Now we could go into the whole nitrogen and phosphorus cycles. Once these plants fix all this carbon, some of it gets stored in biomass. Sometimes the plant dies and gets buried. With enough pressure, it can turn into hydrocarbons. So, hydrocarbons are what you use to fuel your car. It’s really energy stored by dead plants a long time ago that got buried and transformed.

But it was, essentially, plants through photosynthesis that first stored that energy. Of course, we've talked about how animals can eat those plants. Let me draw an animal that is eating it.

That might look like an alligator or chicken-looking thing. Well, you get the idea. When it eats that plant, it's using some of that carbon that was originally fixed by that plant for its own biomass. However, as it metabolizes, it will use that energy stored in those chemical bonds to live and grow.

As it does that, it will exhale CO2, sending it back into the environment. This is a huge oversimplification of the carbon cycle, but this is the general idea. Eventually, this thing might die or get eaten by other consumers. Then you have decomposers who can further make use of those chemical bonds that the primary producer first created using that light energy.
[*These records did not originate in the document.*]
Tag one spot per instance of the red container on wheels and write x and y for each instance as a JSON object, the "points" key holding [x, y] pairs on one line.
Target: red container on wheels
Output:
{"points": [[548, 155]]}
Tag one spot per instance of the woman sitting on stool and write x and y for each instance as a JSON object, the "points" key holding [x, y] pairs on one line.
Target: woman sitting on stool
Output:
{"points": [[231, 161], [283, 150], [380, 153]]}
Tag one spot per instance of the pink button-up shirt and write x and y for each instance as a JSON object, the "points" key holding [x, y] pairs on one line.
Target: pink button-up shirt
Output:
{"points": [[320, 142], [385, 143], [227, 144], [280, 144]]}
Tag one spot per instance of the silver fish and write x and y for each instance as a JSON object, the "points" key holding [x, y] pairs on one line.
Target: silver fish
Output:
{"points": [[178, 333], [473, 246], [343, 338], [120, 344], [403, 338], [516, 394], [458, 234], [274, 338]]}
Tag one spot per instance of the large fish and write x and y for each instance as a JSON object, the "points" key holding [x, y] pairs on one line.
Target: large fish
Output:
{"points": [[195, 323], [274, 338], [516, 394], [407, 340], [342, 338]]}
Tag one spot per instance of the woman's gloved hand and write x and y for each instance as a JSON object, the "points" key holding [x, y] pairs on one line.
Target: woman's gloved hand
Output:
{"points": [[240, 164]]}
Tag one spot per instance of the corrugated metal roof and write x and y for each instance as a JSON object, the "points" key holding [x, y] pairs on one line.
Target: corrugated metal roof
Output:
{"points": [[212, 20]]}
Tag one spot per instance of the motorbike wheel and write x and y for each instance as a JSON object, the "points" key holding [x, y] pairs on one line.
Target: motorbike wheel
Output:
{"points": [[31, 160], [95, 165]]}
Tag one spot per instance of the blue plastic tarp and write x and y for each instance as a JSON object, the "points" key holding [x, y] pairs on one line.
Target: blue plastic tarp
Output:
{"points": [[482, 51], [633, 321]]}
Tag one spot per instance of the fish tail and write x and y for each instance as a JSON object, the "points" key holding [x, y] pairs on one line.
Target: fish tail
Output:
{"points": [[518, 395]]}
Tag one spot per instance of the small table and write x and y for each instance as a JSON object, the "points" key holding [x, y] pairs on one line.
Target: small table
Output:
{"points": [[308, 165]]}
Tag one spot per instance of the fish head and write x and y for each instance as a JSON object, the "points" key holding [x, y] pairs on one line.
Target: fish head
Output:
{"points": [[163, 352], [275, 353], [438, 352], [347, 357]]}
Let me put decomposers right down here. They might also release more CO2, which can then be fixed again by a primary producer. There are similar cycles for nitrogen and phosphorus, often involving bacteria to fix nitrogen and phosphorus from the air to make it available as nutrients in the soil for primary producers.

Nitrogen doesn’t get a lot of attention, but this is actually the most common gas in our atmosphere. It’s all around you right now. Even while we’re breathing, we are inhaling a lot of nitrogen, although it doesn't play as strong of a role as oxygen.

The oxygen in the air is molecular oxygen, so I could write O2 right here. As we breathe out, we produce carbon dioxide, which I could write as CO2. Hopefully, this gives you a sense of how matter is recycled as energy is flowing through ecosystems, including the largest ecosystem on our Earth, which is Earth as a biosphere.

You have matter being constantly recycled, and the cycle of that matter is what we call biogeochemical cycles. I think I just said the word "cycle" a lot!